AN ANALYTICAL XRAY SERVICES LABORATORY
Feel free to call us: 940-784-3002

Siemens goniometers are about as sturdy as they come. Large diameter gears and bearings spread out forces across a wide area resulting in smooth and stable performance as well as very high load handling due to the added leverage of this arrangement. For this reason, they’ll run for many years even after the grease inside has become hard and contaminated with dust. Most users don’t even know their goniometer is getting stiff until we check it during a PM. Catching this before the goniometer starts to hang up saves thousands of dollars and weeks of down time. Our goniometer rebuild service involves complete disassembly of the goniometer down to individual ball bearings for a thorough cleaning. We’ve tried to duplicate this procedure on-site with very limited success as the large components are best cleaned in a full size solvent bath and it’s special brackets are required to avoid concentricity issues during reassembly. All the critical electronics are replaced during reassembly along with fresh lubrication. The best case scenario is that we catch issue far enough in advance to get a matching replacement goniometer rebuilt and shipped out. There are too many variants to keep rebuilt units in stock all the time. This way we only need to come to the site once to swap the goniometer and perform the necessary zero alignment. The old goniometer goes back in the same crate and we’re done in a day or two. Waiting till a hard failure of the goniometer means a trip out to identify the problem and disassemble the system. The goniometer is shipped in for a rebuild which can easily take a few days to complete before being shipped back along with a second on-site visit. I’d estimate the extra cost to be right around $6k plus the cost of shipping and two weeks of downtime. We certainly don’t mind going this route, but if it were my money, I’d rather spend it on a comprehensive check of the machine rather than emergency services.

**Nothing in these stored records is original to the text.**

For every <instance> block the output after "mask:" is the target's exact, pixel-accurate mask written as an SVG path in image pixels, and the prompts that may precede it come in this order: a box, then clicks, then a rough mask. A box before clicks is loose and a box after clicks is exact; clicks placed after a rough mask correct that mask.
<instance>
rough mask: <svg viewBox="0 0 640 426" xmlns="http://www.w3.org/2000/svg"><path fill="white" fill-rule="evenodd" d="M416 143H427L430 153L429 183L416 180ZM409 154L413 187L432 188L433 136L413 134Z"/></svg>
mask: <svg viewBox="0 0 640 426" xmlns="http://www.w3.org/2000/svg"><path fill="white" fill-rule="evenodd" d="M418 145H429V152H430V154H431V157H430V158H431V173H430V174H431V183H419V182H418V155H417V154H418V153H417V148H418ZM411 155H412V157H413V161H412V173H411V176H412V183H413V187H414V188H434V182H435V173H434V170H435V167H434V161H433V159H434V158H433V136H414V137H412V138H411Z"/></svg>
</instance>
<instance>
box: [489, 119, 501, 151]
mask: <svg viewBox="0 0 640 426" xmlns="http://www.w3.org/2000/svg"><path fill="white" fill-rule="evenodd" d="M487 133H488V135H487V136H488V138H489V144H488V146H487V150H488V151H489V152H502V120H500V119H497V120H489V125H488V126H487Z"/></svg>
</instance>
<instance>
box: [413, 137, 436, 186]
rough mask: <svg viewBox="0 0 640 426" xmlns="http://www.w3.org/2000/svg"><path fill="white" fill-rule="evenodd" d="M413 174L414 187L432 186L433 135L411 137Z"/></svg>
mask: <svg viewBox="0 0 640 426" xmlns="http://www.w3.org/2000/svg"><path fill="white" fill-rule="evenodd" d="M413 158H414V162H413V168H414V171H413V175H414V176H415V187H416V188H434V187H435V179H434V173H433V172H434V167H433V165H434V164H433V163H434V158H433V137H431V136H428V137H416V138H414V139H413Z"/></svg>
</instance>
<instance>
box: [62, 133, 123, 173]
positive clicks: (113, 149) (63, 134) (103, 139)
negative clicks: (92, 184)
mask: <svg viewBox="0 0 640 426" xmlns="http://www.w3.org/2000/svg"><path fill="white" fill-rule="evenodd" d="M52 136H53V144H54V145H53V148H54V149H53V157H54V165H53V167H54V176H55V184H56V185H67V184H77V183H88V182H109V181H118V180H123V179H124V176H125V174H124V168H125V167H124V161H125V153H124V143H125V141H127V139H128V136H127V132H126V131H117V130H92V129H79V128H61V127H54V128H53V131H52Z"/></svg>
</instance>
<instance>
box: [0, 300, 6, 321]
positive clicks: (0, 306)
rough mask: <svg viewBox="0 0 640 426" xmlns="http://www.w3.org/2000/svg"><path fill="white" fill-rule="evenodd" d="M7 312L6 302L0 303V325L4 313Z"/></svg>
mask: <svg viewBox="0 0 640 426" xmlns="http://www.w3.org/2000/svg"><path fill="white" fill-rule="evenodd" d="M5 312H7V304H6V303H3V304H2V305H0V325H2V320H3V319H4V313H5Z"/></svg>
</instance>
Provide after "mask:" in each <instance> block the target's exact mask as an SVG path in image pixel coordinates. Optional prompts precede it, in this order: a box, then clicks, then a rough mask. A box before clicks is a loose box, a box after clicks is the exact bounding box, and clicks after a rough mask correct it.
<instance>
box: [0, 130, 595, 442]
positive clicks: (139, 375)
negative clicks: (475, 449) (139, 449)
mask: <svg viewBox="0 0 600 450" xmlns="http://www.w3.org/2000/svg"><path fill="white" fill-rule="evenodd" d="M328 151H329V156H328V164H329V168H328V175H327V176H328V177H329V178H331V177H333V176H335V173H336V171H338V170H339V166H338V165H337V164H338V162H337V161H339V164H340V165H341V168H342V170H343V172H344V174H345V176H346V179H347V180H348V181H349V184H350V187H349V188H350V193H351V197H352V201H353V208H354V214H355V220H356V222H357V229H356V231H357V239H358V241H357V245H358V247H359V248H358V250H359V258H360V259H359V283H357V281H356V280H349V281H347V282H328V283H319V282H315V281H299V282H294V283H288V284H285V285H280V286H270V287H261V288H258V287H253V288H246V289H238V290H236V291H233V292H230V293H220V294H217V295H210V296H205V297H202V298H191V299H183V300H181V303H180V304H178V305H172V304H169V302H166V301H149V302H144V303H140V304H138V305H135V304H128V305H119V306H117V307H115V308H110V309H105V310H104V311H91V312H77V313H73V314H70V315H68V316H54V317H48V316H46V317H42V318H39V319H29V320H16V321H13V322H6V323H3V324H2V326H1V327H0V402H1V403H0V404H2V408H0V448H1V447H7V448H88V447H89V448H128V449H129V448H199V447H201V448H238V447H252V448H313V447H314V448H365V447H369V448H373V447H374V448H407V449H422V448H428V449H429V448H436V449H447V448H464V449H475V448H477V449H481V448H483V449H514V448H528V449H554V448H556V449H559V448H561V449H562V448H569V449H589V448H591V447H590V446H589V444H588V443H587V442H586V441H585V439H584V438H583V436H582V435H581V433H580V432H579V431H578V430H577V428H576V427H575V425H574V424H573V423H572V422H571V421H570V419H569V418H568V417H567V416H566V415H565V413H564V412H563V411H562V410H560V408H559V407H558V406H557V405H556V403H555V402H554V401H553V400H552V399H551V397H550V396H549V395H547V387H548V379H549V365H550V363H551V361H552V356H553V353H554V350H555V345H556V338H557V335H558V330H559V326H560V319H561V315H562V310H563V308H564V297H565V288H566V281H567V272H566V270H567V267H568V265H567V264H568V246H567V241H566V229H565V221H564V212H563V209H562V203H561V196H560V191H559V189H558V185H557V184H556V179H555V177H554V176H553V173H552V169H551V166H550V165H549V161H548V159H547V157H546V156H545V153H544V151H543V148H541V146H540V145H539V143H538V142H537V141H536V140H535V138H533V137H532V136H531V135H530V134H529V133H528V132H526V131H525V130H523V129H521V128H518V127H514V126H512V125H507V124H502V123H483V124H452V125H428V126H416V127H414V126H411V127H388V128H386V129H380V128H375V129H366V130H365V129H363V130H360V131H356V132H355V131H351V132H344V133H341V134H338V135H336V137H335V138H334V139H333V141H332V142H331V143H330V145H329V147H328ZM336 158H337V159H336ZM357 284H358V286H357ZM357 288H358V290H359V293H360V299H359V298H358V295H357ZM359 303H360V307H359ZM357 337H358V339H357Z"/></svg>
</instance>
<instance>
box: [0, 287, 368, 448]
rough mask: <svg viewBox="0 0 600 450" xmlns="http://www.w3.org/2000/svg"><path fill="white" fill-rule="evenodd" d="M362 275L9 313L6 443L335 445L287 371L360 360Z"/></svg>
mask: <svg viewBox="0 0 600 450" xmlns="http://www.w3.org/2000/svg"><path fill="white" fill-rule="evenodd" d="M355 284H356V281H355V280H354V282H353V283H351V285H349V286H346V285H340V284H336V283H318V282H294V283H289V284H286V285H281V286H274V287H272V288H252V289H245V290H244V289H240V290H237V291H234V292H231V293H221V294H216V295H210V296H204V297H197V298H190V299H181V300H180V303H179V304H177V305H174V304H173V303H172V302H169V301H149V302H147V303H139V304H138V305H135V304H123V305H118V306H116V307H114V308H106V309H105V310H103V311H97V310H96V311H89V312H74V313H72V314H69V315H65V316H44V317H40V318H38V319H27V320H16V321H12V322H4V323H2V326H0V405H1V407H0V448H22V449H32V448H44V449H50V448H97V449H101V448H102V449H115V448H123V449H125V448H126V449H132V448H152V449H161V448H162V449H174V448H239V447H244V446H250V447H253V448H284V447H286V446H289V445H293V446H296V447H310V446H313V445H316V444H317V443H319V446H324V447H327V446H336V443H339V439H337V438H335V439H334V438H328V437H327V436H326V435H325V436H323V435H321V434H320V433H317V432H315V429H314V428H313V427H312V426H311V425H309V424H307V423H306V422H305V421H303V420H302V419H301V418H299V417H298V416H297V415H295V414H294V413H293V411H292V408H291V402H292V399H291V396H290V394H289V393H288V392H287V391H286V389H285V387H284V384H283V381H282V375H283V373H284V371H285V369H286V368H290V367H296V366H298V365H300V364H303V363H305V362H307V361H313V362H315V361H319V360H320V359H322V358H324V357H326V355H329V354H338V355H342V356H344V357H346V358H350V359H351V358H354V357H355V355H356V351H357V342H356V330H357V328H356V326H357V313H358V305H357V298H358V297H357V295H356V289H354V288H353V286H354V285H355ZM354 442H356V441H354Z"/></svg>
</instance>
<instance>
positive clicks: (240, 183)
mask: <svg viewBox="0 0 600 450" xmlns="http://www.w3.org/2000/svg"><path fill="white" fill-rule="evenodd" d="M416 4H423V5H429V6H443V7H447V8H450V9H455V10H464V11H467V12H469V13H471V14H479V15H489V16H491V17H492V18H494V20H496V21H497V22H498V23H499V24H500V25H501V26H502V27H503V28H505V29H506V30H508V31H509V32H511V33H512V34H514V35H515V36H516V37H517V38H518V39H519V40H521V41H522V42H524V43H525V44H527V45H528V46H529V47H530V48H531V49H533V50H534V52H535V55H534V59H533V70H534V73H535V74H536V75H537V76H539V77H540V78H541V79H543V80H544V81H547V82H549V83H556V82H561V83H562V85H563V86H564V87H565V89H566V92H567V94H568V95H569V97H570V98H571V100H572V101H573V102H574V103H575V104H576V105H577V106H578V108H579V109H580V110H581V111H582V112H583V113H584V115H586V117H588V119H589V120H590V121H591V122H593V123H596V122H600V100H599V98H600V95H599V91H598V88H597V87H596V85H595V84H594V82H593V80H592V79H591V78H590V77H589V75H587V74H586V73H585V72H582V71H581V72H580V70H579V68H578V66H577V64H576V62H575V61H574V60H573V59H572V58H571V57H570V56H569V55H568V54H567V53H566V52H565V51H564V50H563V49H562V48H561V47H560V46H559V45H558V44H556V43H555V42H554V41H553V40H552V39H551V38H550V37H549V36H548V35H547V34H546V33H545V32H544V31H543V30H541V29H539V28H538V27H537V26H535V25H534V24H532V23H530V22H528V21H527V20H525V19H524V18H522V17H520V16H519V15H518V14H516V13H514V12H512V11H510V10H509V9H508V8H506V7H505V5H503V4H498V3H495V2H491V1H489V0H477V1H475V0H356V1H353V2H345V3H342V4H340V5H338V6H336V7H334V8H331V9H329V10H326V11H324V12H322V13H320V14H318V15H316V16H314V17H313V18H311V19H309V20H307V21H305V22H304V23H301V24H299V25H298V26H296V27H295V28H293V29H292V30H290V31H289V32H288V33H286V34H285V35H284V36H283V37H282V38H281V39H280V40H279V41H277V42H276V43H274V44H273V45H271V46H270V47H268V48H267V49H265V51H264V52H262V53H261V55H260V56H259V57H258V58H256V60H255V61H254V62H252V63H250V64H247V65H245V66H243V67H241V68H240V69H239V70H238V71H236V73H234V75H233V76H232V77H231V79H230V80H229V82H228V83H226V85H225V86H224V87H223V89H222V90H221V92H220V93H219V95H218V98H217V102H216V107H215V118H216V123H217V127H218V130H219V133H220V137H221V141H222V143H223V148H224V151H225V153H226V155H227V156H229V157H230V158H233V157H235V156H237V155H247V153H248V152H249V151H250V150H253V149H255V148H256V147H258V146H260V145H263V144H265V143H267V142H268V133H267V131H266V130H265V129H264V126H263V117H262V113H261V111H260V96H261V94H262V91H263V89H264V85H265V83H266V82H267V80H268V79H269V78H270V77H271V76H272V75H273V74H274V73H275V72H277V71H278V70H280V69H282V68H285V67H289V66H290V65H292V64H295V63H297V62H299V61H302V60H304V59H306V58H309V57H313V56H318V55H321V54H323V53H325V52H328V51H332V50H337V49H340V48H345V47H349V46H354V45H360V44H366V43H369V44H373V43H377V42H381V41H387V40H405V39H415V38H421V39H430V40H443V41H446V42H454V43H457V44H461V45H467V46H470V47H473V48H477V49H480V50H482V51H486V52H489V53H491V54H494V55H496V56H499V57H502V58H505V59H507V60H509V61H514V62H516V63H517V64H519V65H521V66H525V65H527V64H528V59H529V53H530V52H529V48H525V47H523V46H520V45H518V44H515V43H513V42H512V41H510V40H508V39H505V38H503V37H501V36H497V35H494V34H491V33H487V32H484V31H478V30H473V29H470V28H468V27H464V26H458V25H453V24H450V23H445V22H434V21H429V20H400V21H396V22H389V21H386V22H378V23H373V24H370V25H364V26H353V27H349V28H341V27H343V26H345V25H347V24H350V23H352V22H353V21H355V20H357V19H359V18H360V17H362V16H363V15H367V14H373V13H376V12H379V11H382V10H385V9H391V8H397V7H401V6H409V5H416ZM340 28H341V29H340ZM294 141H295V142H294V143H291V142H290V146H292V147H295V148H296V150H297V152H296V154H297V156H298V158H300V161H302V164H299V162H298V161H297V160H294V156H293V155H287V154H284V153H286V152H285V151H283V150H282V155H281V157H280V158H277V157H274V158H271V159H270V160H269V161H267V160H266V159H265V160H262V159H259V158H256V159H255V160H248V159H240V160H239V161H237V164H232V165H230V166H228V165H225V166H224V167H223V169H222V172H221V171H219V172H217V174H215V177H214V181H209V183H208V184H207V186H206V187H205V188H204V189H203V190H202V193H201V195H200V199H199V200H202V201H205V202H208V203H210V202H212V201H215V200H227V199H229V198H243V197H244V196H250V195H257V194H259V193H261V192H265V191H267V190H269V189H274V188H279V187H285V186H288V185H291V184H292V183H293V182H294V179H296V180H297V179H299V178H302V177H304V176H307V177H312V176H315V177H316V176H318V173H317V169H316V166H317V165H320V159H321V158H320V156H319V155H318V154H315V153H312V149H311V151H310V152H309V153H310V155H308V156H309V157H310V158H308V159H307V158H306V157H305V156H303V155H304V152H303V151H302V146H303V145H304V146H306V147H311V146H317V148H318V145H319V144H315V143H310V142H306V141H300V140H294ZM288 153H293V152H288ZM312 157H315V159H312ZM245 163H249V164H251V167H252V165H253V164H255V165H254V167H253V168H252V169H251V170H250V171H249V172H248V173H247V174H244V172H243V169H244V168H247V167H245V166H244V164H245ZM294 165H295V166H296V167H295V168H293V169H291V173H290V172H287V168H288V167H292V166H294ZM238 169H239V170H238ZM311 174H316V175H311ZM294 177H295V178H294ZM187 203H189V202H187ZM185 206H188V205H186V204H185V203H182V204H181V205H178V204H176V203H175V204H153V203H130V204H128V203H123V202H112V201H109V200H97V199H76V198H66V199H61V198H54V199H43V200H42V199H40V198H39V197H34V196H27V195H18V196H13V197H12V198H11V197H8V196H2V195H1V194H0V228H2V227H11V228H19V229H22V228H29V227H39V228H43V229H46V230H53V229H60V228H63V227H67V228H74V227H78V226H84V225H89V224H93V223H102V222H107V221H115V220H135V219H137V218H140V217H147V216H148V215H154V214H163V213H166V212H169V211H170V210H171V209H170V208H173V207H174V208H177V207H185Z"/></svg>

These pictures are from one of our first full rebuilds. This instrument was installed in a D5000-MATIC instrument at a cement plant. I’ve never seen so much dust inside a goniometer. Another particularly rough one was from a horizontal goniometer on a single-crystal system at a university. The students had a terrible habit of breaking Si(100) wafers and dropping them onto the goniometer face. Those little shards made their way into the bearings resulting in a rather perilous rebuild with shards of Si throughout it.